Il decreto Dignità, governo Conte I ‘gialloverde’, aveva sospeso lo strumento a luglio 2018. Oggi è pronto a ripartire per effetto delle novità contenute nel decreto MEF del 7 maggio, pubblicato in Gazzetta Ufficiale di lunedì 20. Cosa prevede? Indica gli elementi che concorrono a determinare la capacità contributiva, che è la somma di spese sostenute e risparmi, che diventano la base per la determinazione del reddito del contribuente.
Funziona come una spia che si accende. In estrema sintesi, quando le spese sostenute risultano superiori al reddito dichiarato, possono scattare i controlli dell’Agenzia delle Entrate. Non si tratta però di un calcolo matematico e di un’equazione certa.
Il decreto MEF specifica che in sede di accertamento il contribuente potrà dimostrare di aver finanziato le spese con redditi diversi rispetto a quelli posseduti nel periodo d’imposta, esenti o esclusi legalmente dalla formazione della base imponibile.

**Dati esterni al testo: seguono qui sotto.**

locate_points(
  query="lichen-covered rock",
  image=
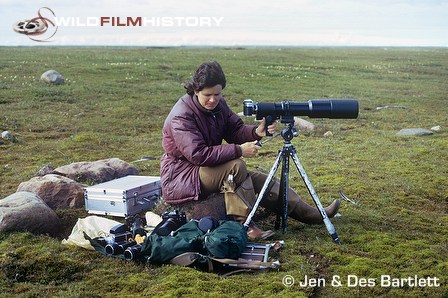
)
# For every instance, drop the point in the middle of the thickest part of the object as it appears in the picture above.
(55, 190)
(97, 171)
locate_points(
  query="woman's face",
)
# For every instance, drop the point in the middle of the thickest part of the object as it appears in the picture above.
(209, 97)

Quali parametri vengono considerati? Consumi, Investimenti, Risparmio e Spese per trasferimenti sono le 4 categorie utilizzabili per i controlli da parte dell’Agenzia delle Entrate. Quindi, come dettagliato nella tabella che accompagna il decreto, spese per alimenti e bevande e per l’abbigliamento, ma anche il mutuo, l’affitto e le utenze o i lavori di manutenzione, così come per bollo auto, assicurazioni o pezzi di ricambio.
Dentro anche le spese per le medicine e le visite mediche, oltre alle tasse e contributi versati e i pagamenti per l’assegno all’ex coniuge. (Di Fabio Insenga)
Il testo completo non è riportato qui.